YOUR SOLIN GENERATED RECIPE
Creamy Coconut Red Lentil Curry
Savor a velvety, aromatic curry featuring tender red lentils, firm tofu, and hearty chickpeas, all simmered in a lightly spiced, creamy coconut broth with tomatoes and fragrant spices. This dish is a comforting, nutrient-packed option suitable for breakfast, lunch, or dinner.
INGREDIENTS
1/3 cup dry Red Lentils (~67g)
100g Firm Tofu
1/2 cup cooked Chickpeas (~125g)
1/2 cup Light Coconut Milk (~120ml)
1 medium Tomato
1 medium Yellow Onion
2 Garlic Cloves
1 teaspoon Fresh Ginger, grated
1 teaspoon Cumin Powder
1 teaspoon Turmeric Powder
1 teaspoon Coriander Powder
1 pinch Cayenne Pepper
Salt to taste
1 pinch Black Pepper
PREPARATION
Rinse the red lentils thoroughly under cold water and set aside.
Dice the yellow onion, tomato, mince the garlic, and grate the fresh ginger.
Drain the firm tofu and cut it into 1-inch cubes.
In a medium pot, heat a splash of water or a light oil alternative over medium heat. Sauté the diced onion, garlic, and ginger until the onion becomes translucent and fragrant.

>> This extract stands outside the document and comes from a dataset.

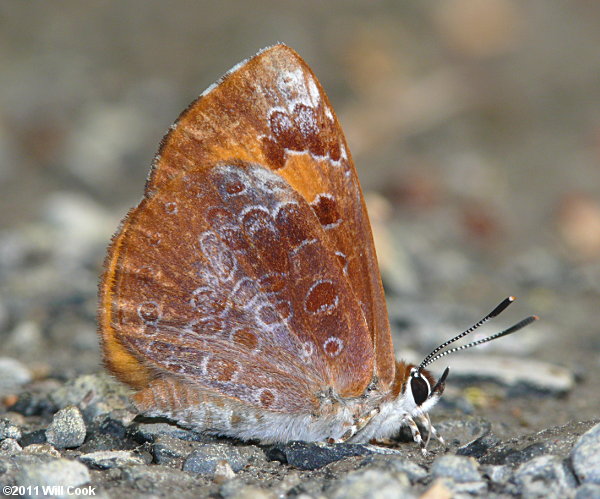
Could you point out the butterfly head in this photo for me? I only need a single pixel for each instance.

Stir in the cumin, turmeric, coriander, and a pinch of cayenne pepper. Toast the spices for about 30 seconds to release their aromas.
Add the rinsed red lentils and chopped tomato to the pot. Pour in about 1.5 cups of water (or vegetable broth) and bring to a gentle simmer.
Let the lentils cook for about 10 minutes, stirring occasionally, until they begin to soften.
Gently fold in the tofu cubes and chickpeas. Pour in the light coconut milk and stir to combine.
Allow the curry to simmer for an additional 5-7 minutes until the tofu is heated through and the flavors meld. Adjust the seasoning with salt and black pepper to taste.
Serve warm. This curry can be enjoyed on its own or paired with a side of steamed greens or whole grain for extra texture.